Maya is expecting her brother to give as good as he gets, but he just sits there staring down at the ground. His face is swollen, he’s got a black eye, he has been telling everyone he got hit in the face by a ball in PE, but no one saw it happen. And Maya heard whispering at school today about a black jacket hanging on his locker.

“Are you . . . okay?” she asks cautiously.

He nods. “Don’t tell Mom I’ve lost my keys,” he begs.

“I’m not going to tell on you,” she whispers.

They’ve done a lot of mean things to each other, but they’ve never told on each other. She was the one who taught him that, one night when she was twelve and had been to her first big party and came home later than she’d said she would but didn’t get found out by her parents because she knocked on Leo’s window and climbed into the house that way. “We don’t tell on each other,” she told her sleepy little brother back then, and he was smart enough to realize that one day he’d benefit from the agreement.



* * *



Late that evening, a policeman is standing at the door. Peter knows him, his son used to play hockey in the same group as Leo. Perhaps that’s why the policeman’s words are tinged with regret when he says, “Sorry to bother you this late, Peter, but we’ve had some trouble in the forest outside Hed, a fight. Several people seriously injured. The Pack was involved.”

Peter leaps to the wrong conclusion. “You know very well that the club has nothing to do with the Pack, if you’re—”

The policeman cuts him off by handing over a shoe. “We found this at the site of the fight.”

Peter takes his son’s shoe and holds it in his trembling hand. When did he last hold a shoe his son had lost? When Leo was two years old? Three? How did his feet get this big?

The policeman says regretfully, “I wouldn’t have known whose they were if my son hadn’t been nagging me for weeks about wanting a pair exactly like that. I told him they were too expensive for a twelve-year-old, and he yelled at me and told me I was stupid because apparently ‘everyone’s got them!’ I asked him to name one person, and he said Leo.”

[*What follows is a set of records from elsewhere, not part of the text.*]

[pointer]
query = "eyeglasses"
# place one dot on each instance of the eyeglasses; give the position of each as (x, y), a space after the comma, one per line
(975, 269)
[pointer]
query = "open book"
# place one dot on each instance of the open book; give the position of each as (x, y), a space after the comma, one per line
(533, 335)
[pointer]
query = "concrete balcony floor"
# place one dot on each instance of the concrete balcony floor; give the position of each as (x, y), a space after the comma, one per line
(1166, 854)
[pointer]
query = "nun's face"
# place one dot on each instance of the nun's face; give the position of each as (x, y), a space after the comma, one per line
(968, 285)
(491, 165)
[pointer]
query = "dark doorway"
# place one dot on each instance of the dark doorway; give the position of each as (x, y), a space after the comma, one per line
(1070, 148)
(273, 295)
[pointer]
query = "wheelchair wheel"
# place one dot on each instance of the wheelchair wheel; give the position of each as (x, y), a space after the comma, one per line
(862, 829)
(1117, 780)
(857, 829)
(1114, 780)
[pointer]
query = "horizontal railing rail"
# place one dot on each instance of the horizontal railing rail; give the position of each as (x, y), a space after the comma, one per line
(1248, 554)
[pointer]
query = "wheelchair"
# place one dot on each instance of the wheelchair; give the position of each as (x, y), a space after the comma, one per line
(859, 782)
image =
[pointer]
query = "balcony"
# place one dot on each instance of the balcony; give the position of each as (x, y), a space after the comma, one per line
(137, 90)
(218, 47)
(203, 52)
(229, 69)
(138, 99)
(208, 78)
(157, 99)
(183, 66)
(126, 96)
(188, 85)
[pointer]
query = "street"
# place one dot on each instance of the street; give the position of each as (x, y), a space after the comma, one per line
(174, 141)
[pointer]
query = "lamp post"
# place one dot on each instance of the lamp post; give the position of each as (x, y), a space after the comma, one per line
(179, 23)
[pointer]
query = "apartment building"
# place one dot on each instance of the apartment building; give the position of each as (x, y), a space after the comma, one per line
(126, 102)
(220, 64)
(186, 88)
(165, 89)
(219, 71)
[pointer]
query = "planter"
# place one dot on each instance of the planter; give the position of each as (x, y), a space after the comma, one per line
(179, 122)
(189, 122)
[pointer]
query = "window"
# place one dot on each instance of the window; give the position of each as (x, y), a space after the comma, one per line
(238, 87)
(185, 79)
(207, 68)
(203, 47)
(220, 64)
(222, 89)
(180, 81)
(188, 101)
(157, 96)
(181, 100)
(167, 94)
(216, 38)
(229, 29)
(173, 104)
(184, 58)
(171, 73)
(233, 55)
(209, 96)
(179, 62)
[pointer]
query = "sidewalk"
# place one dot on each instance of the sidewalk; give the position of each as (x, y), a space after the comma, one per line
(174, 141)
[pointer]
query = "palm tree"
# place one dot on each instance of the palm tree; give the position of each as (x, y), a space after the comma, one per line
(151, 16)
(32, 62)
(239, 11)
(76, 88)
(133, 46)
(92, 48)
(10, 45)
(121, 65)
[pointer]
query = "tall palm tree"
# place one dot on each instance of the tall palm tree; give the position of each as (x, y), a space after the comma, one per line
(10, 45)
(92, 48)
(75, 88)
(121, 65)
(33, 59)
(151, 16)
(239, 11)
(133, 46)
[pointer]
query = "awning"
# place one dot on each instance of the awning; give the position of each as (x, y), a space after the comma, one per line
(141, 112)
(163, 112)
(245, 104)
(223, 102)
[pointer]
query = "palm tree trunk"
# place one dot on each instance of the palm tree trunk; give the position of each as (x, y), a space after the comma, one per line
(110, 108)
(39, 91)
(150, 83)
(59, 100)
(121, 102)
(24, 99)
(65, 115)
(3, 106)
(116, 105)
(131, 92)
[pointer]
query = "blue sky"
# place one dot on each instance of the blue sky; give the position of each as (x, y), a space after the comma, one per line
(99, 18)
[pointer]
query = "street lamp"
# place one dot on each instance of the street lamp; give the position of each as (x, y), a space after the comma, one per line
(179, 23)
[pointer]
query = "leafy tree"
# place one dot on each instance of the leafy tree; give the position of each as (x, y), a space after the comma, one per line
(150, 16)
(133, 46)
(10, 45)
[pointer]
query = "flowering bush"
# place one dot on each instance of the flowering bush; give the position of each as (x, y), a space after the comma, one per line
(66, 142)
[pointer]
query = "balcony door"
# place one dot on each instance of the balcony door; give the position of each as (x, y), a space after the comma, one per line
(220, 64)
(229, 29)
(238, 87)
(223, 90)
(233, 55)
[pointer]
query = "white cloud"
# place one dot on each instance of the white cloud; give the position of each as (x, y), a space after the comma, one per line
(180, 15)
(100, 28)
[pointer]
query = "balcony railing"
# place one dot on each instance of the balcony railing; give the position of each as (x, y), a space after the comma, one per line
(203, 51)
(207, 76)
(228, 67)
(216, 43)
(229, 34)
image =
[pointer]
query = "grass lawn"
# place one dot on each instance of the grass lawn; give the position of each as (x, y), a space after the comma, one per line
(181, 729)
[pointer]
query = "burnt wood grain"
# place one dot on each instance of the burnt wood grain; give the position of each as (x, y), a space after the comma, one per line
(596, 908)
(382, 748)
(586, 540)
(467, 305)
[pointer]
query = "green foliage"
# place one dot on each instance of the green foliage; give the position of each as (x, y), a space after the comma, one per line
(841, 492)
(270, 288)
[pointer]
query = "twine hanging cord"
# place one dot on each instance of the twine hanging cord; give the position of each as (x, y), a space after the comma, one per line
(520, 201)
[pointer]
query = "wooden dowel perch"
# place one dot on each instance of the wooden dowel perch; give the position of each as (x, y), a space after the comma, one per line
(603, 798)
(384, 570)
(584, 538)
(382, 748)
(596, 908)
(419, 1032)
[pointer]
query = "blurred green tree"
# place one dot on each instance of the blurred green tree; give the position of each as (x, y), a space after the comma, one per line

Peter tries to keep his voice steady. They really were far too expensive for a twelve-year-old. Kira and Peter got them for Leo back in the summer only because they felt guilty about . . . everything.

“I . . . they’re just ordinary shoes . . . there must be loads of twelve-year-olds who—”

The policeman holds out something else. A small key ring. “We found these as well. If you were to close the door in my face, I have a feeling I’d be able to open it again.”

Peter doesn’t make any more objections. He takes the keys. Nods silently.

“Leo will have to come to the station for questioning,” the policeman says.

“He’s only twelve . . .” Peter manages to say.

The policeman feels for him but doesn’t back down. “Peter, this is serious. The guys from Hed had fought the Pack before, but this was different. Three of them are still in hospital with serious injuries. They’re going to get revenge, and then the Pack will get revenge. This isn’t a game. Sooner or later someone’s going to get killed.”

Peter clutches the shoe and keys unconsciously to his chest. “I . . . Leo’s only . . . can I at least drive him to the police station myself?”

The policeman nods. “Your wife’s a lawyer, isn’t she?”

Peter understands what he means. It frightens the life out of him. Once the patrol car has driven off, Peter doesn’t open the door to his son’s room. He kicks it open.



* * *



A moment later father and son are standing face-to-face shouting at each other, but they’ve never been farther apart.